Apalagi, dalam pasal 37A, disebut kegiatan yayasan harus berlangsung lebih lima tahun berturut-turut. YPKOT sudah berdiri sejak 43 tahun lalu dan belum pernah dibubarkan. Sedangkan Yayasan Bhakti Baru Sungai Kunyit, akta pendiriannya tahun 2014 dan belum memiliki pemakaman di atasnya.
Lantaran merupakan Proyek Strategis Nasional (PSN), aturan pemindahan lahan sesuai dengan Peraturan Pemerintah RI Nomor 9 Tahun 1987 tentang Penyediaan dan Penggunaan Tanah Untuk Keperluan Tempat Pemakaman. Hal itu sudah dilakukan bersama pemerintah dan pihak terkait berdasarkan rencana tata kota, kajian teknis, gambaran umum, dan tinjauan lapangan dari dinas terkait.

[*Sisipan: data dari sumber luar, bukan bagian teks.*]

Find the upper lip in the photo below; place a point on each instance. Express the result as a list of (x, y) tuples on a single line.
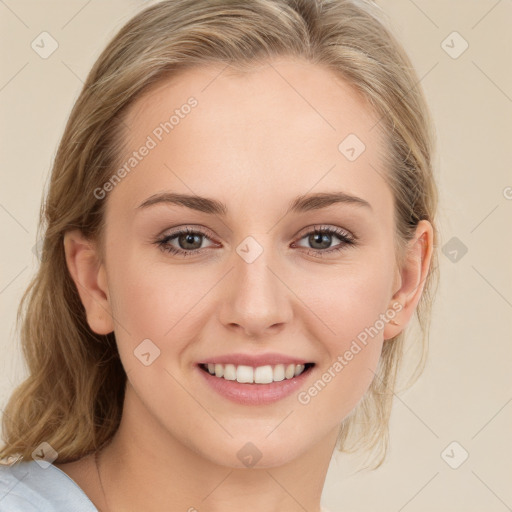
[(254, 359)]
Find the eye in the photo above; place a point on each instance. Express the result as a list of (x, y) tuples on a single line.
[(188, 241), (322, 237)]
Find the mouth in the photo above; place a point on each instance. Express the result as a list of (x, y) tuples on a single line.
[(259, 375)]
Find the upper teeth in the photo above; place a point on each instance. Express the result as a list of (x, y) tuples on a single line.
[(258, 375)]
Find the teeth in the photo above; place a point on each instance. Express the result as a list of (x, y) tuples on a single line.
[(259, 375)]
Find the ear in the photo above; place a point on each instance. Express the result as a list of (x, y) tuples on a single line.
[(89, 276), (411, 278)]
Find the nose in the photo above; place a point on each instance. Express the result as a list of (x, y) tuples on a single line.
[(256, 300)]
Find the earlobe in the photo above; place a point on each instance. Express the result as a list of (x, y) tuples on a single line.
[(89, 276), (412, 278)]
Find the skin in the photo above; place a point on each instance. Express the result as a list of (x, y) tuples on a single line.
[(254, 142)]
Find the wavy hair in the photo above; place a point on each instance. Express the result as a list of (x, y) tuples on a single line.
[(73, 396)]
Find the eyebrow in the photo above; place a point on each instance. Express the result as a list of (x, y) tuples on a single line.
[(303, 203)]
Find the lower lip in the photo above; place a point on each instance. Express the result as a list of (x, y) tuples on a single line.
[(254, 394)]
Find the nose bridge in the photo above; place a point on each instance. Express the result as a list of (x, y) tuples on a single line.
[(256, 298)]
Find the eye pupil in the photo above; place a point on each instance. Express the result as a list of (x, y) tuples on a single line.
[(321, 237), (188, 239)]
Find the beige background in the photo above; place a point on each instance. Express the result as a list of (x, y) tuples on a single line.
[(465, 393)]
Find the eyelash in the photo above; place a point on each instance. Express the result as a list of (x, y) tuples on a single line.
[(346, 239)]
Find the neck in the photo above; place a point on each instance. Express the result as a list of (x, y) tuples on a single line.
[(176, 477)]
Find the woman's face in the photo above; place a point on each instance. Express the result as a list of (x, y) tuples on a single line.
[(254, 279)]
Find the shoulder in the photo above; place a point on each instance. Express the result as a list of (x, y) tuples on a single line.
[(28, 486)]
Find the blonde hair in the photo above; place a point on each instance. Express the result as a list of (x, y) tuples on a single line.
[(73, 396)]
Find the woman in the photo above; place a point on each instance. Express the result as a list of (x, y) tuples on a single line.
[(239, 227)]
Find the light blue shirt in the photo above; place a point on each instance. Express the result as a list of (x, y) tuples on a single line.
[(28, 487)]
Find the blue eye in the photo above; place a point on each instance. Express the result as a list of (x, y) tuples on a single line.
[(190, 241)]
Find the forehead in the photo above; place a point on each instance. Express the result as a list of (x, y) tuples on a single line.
[(285, 125)]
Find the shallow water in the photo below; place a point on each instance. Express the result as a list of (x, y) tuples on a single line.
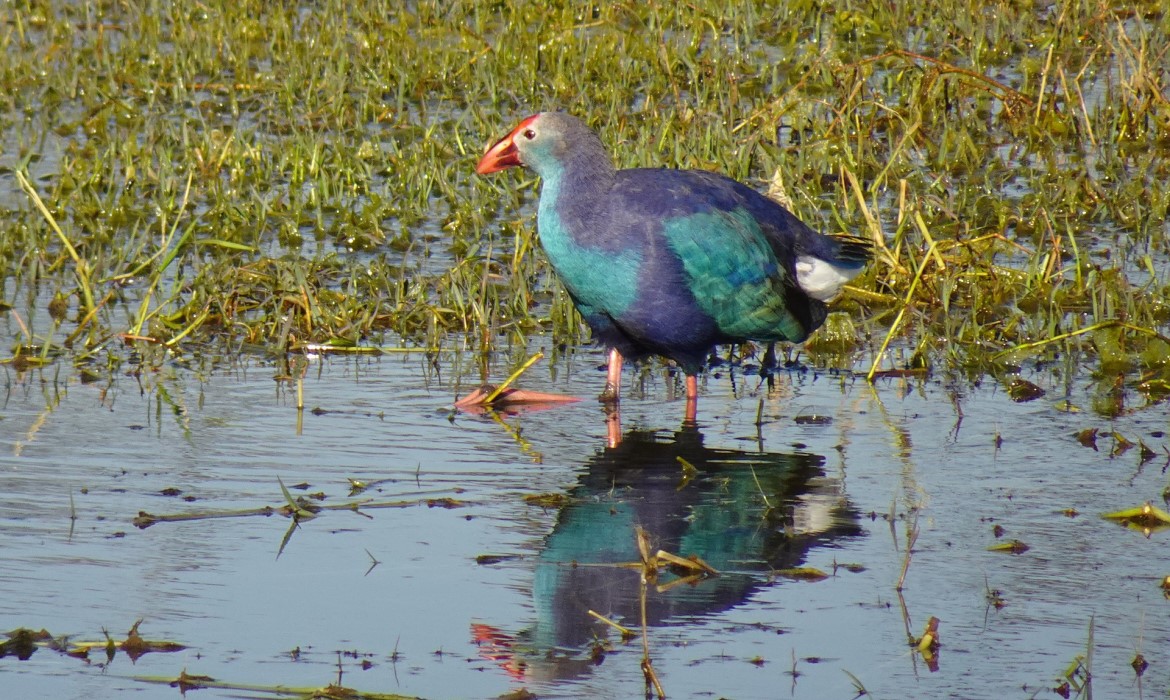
[(432, 619)]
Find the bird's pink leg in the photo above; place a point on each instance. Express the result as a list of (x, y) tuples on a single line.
[(612, 379), (692, 399), (613, 427)]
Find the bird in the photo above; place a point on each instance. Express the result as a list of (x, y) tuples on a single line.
[(672, 262)]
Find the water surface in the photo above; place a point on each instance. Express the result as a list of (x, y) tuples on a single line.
[(481, 598)]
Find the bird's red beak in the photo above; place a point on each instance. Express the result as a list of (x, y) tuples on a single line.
[(503, 153), (500, 156)]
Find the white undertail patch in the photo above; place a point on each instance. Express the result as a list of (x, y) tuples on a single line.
[(821, 279)]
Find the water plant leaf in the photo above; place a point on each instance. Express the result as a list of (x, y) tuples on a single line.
[(802, 574), (1021, 390), (1146, 516), (1087, 437), (1011, 547), (549, 500)]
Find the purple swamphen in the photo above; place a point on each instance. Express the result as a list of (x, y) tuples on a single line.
[(672, 262)]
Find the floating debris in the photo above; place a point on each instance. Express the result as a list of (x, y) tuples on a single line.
[(1011, 547), (1021, 390), (802, 574), (1146, 517)]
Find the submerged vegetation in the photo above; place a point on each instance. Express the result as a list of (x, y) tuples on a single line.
[(240, 175)]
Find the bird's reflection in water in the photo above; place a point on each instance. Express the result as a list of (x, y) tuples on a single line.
[(744, 513)]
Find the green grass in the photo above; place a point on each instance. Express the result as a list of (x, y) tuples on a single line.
[(276, 175)]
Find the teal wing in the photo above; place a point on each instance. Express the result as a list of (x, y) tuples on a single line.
[(735, 276)]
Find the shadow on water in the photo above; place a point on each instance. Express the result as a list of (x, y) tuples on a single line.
[(745, 513)]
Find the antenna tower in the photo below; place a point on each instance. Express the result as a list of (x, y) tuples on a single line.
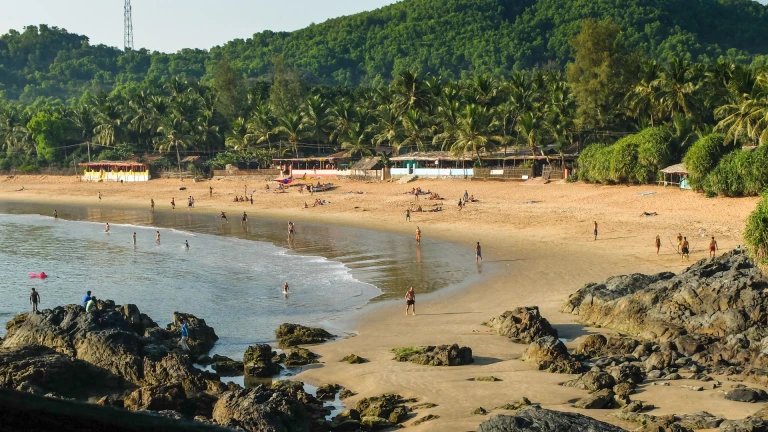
[(128, 35)]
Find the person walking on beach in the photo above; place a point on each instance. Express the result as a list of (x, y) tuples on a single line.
[(410, 301), (184, 336), (86, 298), (34, 299)]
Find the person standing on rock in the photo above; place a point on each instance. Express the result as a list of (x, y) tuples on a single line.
[(712, 247), (86, 298), (34, 299), (184, 336), (410, 301), (685, 249)]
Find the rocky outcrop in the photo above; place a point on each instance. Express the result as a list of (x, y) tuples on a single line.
[(257, 361), (41, 370), (543, 420), (523, 325), (550, 354), (443, 355), (261, 409), (300, 357), (290, 335)]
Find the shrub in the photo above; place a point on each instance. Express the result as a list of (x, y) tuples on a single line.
[(756, 232), (739, 173), (703, 157)]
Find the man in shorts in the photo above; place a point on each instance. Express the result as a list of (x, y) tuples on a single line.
[(410, 301)]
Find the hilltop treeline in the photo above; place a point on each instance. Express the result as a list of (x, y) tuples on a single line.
[(449, 38)]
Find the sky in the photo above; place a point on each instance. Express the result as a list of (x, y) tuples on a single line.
[(170, 25)]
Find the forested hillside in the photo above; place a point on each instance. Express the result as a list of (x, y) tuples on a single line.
[(451, 38)]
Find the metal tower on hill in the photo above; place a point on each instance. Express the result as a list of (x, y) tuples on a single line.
[(128, 35)]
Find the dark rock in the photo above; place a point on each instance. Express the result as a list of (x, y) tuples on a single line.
[(328, 391), (156, 398), (426, 418), (443, 355), (592, 346), (383, 406), (601, 399), (300, 357), (746, 395), (550, 354), (261, 409), (225, 366), (354, 359), (523, 324), (543, 420), (592, 381), (289, 335), (43, 370), (257, 361)]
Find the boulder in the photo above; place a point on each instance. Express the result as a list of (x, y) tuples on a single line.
[(300, 357), (156, 398), (443, 355), (201, 336), (354, 359), (550, 354), (542, 420), (523, 325), (746, 395), (261, 409), (257, 361), (387, 406), (592, 381), (289, 335), (42, 370), (601, 399)]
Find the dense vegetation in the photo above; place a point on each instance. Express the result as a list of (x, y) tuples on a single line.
[(448, 38)]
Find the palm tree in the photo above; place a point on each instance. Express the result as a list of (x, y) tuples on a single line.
[(475, 132), (174, 134), (293, 127)]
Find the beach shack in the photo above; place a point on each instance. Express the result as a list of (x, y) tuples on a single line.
[(675, 175), (332, 165), (104, 171)]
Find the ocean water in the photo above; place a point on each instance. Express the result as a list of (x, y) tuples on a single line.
[(231, 276)]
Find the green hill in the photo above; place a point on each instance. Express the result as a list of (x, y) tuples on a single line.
[(447, 37)]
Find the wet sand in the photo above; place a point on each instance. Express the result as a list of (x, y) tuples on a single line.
[(538, 248)]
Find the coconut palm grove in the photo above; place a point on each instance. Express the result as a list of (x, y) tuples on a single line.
[(632, 86)]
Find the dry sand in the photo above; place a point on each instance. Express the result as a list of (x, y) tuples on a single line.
[(538, 249)]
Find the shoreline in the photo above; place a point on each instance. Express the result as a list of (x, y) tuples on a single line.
[(537, 244)]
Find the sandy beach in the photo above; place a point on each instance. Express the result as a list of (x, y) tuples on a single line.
[(537, 247)]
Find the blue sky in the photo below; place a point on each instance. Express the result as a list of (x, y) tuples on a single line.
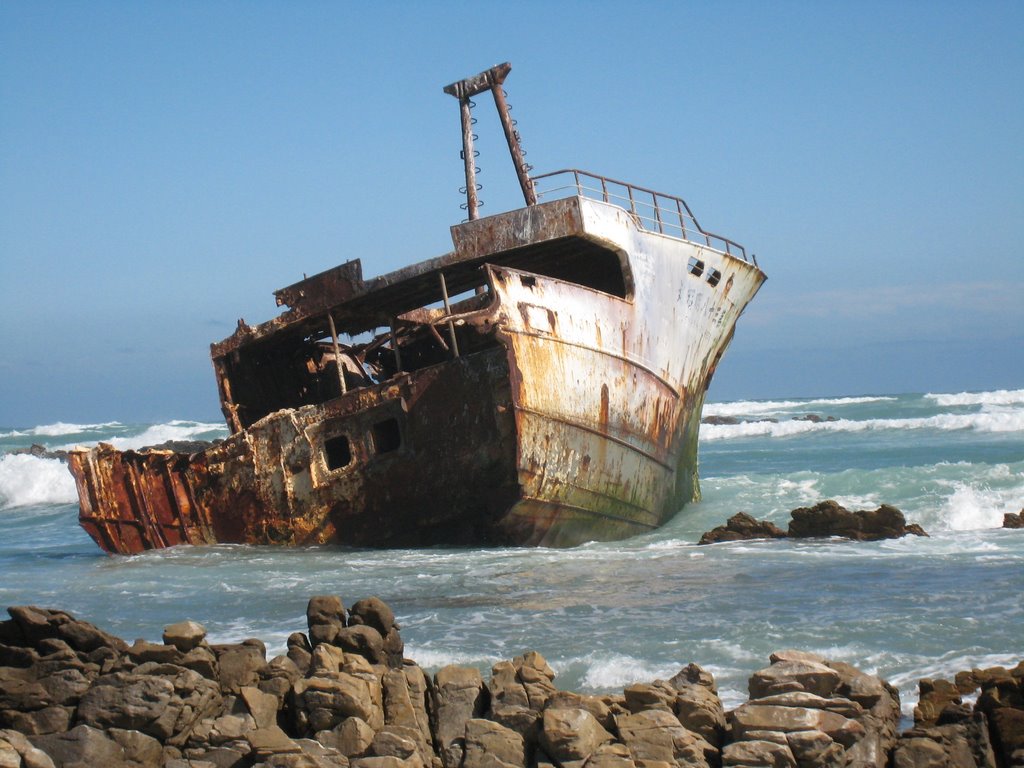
[(164, 167)]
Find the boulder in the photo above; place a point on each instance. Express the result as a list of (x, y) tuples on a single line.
[(783, 676), (828, 518), (655, 695), (568, 735), (404, 699), (758, 755), (817, 750), (757, 717), (741, 526), (657, 735), (83, 745), (184, 635), (325, 615), (488, 744), (964, 743), (353, 737), (239, 666), (697, 706), (323, 702), (165, 702), (361, 640), (459, 695), (27, 754)]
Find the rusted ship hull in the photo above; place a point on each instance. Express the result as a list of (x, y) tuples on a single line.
[(558, 403)]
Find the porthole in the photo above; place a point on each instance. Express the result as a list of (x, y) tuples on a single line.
[(337, 452)]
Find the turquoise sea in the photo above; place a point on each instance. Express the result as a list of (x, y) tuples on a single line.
[(608, 614)]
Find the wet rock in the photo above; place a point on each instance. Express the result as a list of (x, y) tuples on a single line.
[(459, 695), (794, 675), (488, 744), (37, 625), (184, 635), (656, 735), (965, 743), (361, 640), (568, 735), (828, 518), (239, 666), (325, 616), (742, 526), (323, 702), (404, 699), (697, 706), (18, 752), (656, 695), (162, 701), (83, 745), (816, 750), (759, 754), (353, 737)]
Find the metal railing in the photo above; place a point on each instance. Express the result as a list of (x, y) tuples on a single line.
[(651, 210)]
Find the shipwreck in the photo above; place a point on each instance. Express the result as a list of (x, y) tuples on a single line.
[(540, 385)]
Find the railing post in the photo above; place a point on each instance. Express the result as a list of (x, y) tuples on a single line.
[(448, 310), (337, 353)]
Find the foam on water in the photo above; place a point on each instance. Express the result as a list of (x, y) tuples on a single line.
[(996, 397), (29, 480), (58, 429), (609, 614), (751, 408), (987, 421)]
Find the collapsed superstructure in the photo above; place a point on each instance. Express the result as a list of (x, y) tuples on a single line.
[(541, 384)]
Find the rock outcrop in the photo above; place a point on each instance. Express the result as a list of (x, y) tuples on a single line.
[(742, 526), (828, 518), (822, 520), (72, 695)]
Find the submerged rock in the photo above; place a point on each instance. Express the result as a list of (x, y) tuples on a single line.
[(73, 695), (742, 526), (828, 518)]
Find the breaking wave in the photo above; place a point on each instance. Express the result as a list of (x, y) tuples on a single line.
[(60, 429), (995, 421), (740, 408), (26, 480), (173, 430), (997, 397)]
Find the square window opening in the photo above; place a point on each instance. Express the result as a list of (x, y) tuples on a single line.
[(387, 435), (338, 452)]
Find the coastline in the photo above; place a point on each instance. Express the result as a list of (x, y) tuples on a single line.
[(344, 694)]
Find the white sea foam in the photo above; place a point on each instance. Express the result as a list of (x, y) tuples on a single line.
[(971, 507), (754, 408), (158, 433), (28, 479), (613, 671), (996, 397), (996, 421), (58, 429)]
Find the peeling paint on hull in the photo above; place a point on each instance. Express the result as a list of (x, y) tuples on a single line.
[(539, 385), (576, 420)]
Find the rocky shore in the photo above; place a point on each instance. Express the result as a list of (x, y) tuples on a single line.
[(75, 696), (824, 519)]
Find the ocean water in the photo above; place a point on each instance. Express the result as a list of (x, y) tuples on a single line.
[(609, 614)]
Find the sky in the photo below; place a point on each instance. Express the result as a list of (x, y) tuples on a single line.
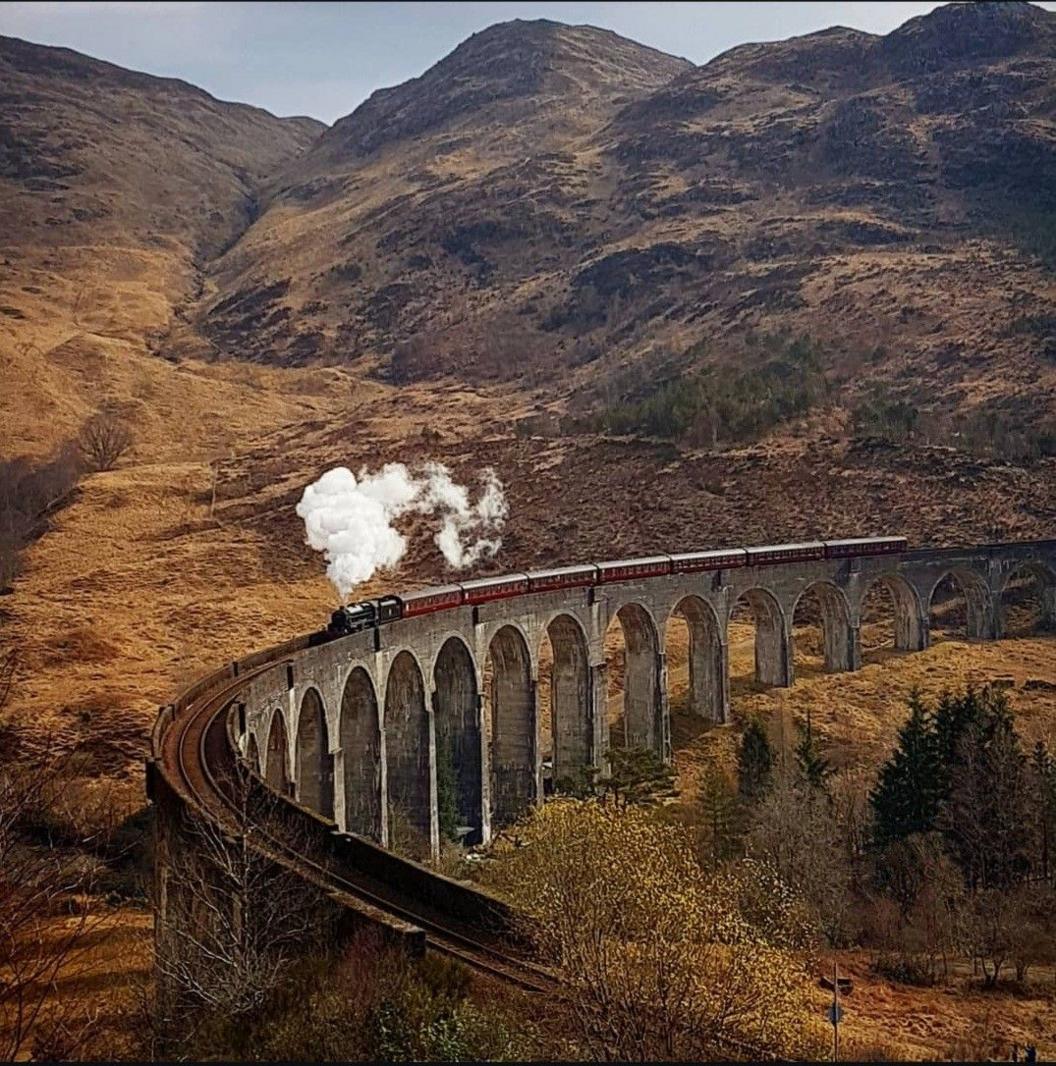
[(325, 59)]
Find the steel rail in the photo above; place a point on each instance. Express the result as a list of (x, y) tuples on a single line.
[(198, 728)]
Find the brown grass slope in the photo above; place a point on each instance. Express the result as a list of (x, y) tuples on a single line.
[(115, 189), (533, 208)]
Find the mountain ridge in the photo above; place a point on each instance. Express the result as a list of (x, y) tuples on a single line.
[(729, 199)]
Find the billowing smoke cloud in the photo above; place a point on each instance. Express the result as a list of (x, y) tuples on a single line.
[(350, 518)]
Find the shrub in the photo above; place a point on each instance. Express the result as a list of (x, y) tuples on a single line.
[(103, 439), (660, 959)]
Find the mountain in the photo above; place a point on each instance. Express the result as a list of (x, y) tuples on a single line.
[(116, 189), (557, 206)]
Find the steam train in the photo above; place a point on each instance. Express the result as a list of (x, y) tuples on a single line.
[(373, 613)]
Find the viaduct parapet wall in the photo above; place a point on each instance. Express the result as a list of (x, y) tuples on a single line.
[(388, 731)]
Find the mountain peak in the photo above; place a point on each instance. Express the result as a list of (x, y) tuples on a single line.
[(959, 33), (507, 69)]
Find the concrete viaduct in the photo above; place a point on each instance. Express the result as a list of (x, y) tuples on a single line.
[(392, 723)]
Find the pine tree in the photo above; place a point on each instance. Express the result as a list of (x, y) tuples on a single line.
[(986, 814), (814, 768), (637, 775), (754, 762), (719, 816), (1043, 804), (907, 795)]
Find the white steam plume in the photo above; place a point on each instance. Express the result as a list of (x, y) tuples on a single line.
[(350, 519)]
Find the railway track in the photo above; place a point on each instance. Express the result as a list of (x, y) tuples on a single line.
[(198, 747)]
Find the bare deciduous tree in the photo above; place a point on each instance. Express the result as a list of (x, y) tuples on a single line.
[(103, 439), (233, 918)]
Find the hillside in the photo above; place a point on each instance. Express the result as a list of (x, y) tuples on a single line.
[(548, 225), (115, 190), (888, 195)]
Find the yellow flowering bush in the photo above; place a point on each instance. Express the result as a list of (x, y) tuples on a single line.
[(660, 957)]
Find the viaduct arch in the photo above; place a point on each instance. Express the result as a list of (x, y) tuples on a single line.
[(435, 725)]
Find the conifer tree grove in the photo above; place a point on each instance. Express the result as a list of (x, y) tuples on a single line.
[(908, 792)]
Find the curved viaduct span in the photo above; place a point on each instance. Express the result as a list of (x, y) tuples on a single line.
[(373, 736)]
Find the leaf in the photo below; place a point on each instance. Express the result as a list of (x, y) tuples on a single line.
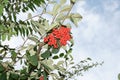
[(1, 9), (60, 17), (55, 50), (52, 26), (46, 54), (33, 60), (62, 2), (66, 8), (45, 76), (29, 15), (46, 66), (13, 55), (55, 57), (33, 39), (1, 68), (61, 54), (55, 9), (69, 51), (13, 76), (3, 76)]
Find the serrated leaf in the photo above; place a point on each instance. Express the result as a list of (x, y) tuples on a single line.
[(75, 18), (1, 9), (55, 50), (32, 59), (45, 75), (61, 54), (60, 63), (119, 76), (62, 2), (13, 76), (55, 57), (46, 54), (3, 76), (60, 17), (33, 39), (13, 55), (52, 26), (1, 68)]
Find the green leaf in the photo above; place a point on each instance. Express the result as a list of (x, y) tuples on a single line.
[(1, 68), (46, 66), (75, 18), (46, 54), (3, 76), (23, 77), (3, 37), (33, 60), (61, 54), (29, 15), (66, 8), (52, 26), (55, 50), (55, 9), (1, 9), (69, 51), (33, 39), (13, 76), (45, 76), (13, 55), (60, 63), (55, 57), (119, 76)]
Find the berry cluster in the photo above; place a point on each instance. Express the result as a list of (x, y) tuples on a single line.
[(58, 35)]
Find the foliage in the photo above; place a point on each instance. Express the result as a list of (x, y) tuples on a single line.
[(40, 59)]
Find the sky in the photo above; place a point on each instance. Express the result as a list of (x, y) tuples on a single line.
[(97, 37)]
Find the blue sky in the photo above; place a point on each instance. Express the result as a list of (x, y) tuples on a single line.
[(98, 37)]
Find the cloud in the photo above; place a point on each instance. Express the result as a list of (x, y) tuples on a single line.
[(98, 37)]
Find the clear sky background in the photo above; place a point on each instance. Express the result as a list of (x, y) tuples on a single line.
[(97, 37)]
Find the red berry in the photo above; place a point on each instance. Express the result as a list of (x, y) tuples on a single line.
[(41, 78)]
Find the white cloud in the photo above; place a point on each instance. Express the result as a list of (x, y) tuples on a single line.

“Jika ahli waris makam menentukan lokasi relokasi makam di luar yang disediakan oleh yayasan, dapat dibuatkan surat perjanjian atau pertanggungjawaban secara tertulis dari masing-masing ahli waris makam sebagai bentuk tanggung jawab dan jaminan penuh akan pemindahan lokasinya,” katanya.
Hal ini tentu dengan dokumentasi lengkap. Untuk teknis pembayaran pemindahan makam-makam, ahli waris dikemudian hari akan dibuatkan perjanjian atau pernyataan sebagai jaminan yang tidak lepas dari hak dan tanggung jawab masing-masing ahli waris makam.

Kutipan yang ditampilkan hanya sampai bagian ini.